HDB Financials' valuation represents a significant discount to Chola, which trades at 5.7 times PBV and 32 times PE on trailing basis, said YES Securities. "In the light of HDB’s sturdy franchise, strong management/promoter, positively changing operating environment and palatable IPO valuation, we recommend subscribing into the issue with a potential of meaningful upside," it said.

HDB Financial is available at a P/B ratio of 3.4 times, which appears to be fairly priced compared to its peers, said Geojit Investments. "Given its diversified lending portfolio, strong parentage support, omni-channel distribution platform, granular lending model, customer expansion, asset quality, and better growth prospects, we recommend a 'subscribe' rating on a long term," it said.

For the year ended on March 31, 2025, HDB Financial Services reported a net profit of Rs 2,175.92 crore with a revenue of Rs 16,300.28 crore. The company clocked a net profit of Rs 2,460.84 crore with a revenue of Rs 14,171.12 crore for the financial year 2023-24. The company shall command a market capitalization more than Rs 61,250 crore.

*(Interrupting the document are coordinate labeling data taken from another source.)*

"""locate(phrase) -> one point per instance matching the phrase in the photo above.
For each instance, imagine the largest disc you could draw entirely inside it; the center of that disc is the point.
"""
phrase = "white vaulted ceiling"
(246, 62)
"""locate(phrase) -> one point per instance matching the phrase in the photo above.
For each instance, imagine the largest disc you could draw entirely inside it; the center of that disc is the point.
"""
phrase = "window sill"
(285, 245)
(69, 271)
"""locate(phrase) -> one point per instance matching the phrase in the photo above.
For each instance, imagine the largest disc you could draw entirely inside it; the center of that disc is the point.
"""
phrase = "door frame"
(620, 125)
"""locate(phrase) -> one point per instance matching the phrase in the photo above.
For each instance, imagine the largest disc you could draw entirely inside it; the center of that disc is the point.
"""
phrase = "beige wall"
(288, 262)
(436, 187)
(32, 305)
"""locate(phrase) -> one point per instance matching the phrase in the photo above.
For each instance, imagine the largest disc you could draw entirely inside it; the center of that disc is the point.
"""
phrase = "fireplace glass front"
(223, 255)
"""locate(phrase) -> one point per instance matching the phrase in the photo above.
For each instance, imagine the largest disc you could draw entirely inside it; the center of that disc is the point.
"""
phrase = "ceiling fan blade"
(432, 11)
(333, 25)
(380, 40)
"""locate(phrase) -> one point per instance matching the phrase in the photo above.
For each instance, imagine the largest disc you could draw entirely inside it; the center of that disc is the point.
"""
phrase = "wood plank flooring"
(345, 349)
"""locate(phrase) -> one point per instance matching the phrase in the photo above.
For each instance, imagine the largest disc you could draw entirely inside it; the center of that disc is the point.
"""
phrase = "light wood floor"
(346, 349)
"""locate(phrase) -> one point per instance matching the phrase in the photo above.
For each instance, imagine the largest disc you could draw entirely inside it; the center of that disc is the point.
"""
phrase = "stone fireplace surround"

HDB Financial Services raised Rs 3,369 crore from 141 anchor investors as it allotted 4.5 crore shares at Rs 740 apiece. It has reserved shares for Rs 20 crore for its eligible employees, while shares for Rs 1,250 crore are reserved for the eligible shareholders of HDFC Bank. It has reserved 50 per cent of the net offer for QIBs, 15 per cent NIIs and 35 per cent for retailers.

Advertisement

HDB Financial Services operates through a robust nationwide distribution network of 1,771 branches and over 60,000 employees, with a strong focus on digital infrastructure and underbanked customer segments. Supported by the recent RBI rate cut, the borrowing environment is favorable, offering potential for margin expansion, said Mahesh Ojha, AVP- Research at Hensex Securities.

"Despite being significantly smaller than peers like Bajaj Finance, HDB benefits from its strong parentage and has demonstrated consistent growth. From FY23 to FY25, its AUM and PAT grew at a CAGR of 24 per cent and 5.4 per cent, respectively, while maintaining average Gross NPAs around 2.3 per cent, indicating strong asset quality amid expansion,"

BNP Paribas, JM Financial, Bofa Securities India, Goldman Sachs (India), HSBC Securities & Capital Markets, IIFL Capital, Jefferies India, Morgan Stanley India, Motilal Oswal Investment, Nomura Financial Advisory, Nuvama Wealth, UBS Securities India are the book running lead managers of the HDB Financial IPO, while MUFG Intime India (Link Intime) is the registrar for the issue.

Disclaimer: Business Today provides stock market news for informational purposes only and should not be construed as investment advice. Readers are encouraged to consult with a qualified financial advisor before making any investment decisions.